Our wanderings around York

Our hotel was just about a block outside The Mickelgate, the main gate into the walled portion of York.



 York's war memorial near the National Railway Museum.

We grabbed lunch at the King's Arms. The pub is infamous for being the pub that floods. The River Ouse, which runs through York, is quite prone to flooding. So the pub's interior is designed in such a way that it can withstand the high waters. I snapped this pic of a photograph from a recent flood. The pub is the white building.



It had been raining for a couple of days before we arrived, so the river was looking a bit high. I took the top pic from inside the pub. The other two are taken right outside.

 
This is Clifford's Tower, all that remains of the original York Castle built by William the Conqueror in 1068. It's a popular tourist attraction, yet it's one of the few places in York I have never visited. I mean, that's a lot of stairs!

The York Castle Museum is housed in two of the prison buildings of the later castle complex. It is a museum of everyday life and used to be one of our favorite museums. They've made changes since we last visited, though, and it's lost a lot of its luster for us. This is a display of Horrockses cotton fabrics. It's significant to us because the first company mill was built in Preston in 1794, and the Horrocks family was a key player in Preston politics for decades as a result.

This is a photo on display that was taken in a World War I trench. That was a very clever contraption, considering that you could get your head blown off if you raised it above the trench line.

Steve misbehaved so he was sentenced to the stockade.

This is York St. Mary's Church, not to be confused with St. Mary's Church, which is also in York. Located near the center of Old York, this church is one of several medieval churches remaining in the city. It's now part of the York Museum Trust, which makes me wonder if it's still actually a church. Its website says it became some kind of art installation in 2004, so I'm guessing not. Oh well, it's pretty.

 The streets were festively decorated. The church tower belongs to another medieval church, All Saints.


As in Stratford-upon-Avon, the buildings are a fun mix of the centuries with a fair selection of Tudor-era architecture and old, old, old pubs.

One of York's more famous areas is The Shambles, a shopping/eating area built along the narrow medieval streets.

 
 
 
Here are a few street shots I snapped as we strolled around in the late afternoon. It was dark by around 5, so light was fading fast on me.

And I do mean fast. This is St. Wilfrid's Roman Catholic Church. It was completed in 1864 and stands almost literally in the shadow of York Minster, which before the Reformation was a Catholic cathedral.

And here is York Minster. It dates back to the 12th Century and is an absolutely exquisite place. It still passes my feel test, being warm and inviting.

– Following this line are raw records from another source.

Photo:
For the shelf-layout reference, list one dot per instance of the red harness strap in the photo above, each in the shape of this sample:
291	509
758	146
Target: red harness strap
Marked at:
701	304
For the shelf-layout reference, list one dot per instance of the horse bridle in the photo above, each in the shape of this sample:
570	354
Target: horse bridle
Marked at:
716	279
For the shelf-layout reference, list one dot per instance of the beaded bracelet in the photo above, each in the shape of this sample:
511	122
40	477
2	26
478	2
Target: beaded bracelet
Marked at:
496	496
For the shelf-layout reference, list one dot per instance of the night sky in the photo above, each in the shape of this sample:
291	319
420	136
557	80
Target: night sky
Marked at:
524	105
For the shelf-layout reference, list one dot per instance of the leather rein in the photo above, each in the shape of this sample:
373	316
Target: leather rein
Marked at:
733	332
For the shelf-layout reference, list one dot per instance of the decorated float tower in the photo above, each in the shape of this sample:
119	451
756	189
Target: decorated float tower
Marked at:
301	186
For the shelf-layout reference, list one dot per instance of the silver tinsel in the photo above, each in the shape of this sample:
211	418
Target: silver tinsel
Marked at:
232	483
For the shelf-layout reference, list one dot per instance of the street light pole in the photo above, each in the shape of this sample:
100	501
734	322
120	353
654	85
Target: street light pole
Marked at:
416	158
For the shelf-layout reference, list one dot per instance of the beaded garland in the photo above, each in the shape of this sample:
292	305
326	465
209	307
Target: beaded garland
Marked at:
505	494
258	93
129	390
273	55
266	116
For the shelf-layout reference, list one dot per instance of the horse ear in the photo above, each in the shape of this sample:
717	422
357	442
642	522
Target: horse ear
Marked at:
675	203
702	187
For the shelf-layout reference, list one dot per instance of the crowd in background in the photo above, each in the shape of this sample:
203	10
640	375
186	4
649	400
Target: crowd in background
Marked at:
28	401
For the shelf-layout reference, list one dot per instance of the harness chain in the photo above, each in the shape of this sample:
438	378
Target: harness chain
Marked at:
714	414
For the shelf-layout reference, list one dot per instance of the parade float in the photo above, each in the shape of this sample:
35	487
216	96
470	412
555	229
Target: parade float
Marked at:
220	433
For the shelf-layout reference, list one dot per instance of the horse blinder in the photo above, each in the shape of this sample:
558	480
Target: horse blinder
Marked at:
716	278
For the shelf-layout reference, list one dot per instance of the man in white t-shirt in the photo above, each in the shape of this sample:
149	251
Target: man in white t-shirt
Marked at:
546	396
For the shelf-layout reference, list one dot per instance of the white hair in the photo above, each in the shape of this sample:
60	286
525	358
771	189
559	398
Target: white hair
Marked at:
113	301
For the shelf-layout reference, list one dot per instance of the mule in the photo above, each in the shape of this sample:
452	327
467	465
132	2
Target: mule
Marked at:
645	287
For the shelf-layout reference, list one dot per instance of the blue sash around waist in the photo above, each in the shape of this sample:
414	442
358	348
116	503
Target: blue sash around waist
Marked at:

But I've not been inside in several years and we didn't go in this time because they are now charing an arm and a leg for admission. It used to be a voluntary contribution of about five quid. Now it was mandatory and the fees for the two of us were either 20 to tour just the Minster or 30 to see both the Minster and its tower. I love York Minster, I do, but with our budget tight I just could not justify spending that kind of money to visit a church I've seen several times.

We enjoyed our two nights in York, despite the on-again, off-again rainy weather. We probably won't return again for several years, so I'm glad we had these couple of days to get our fill.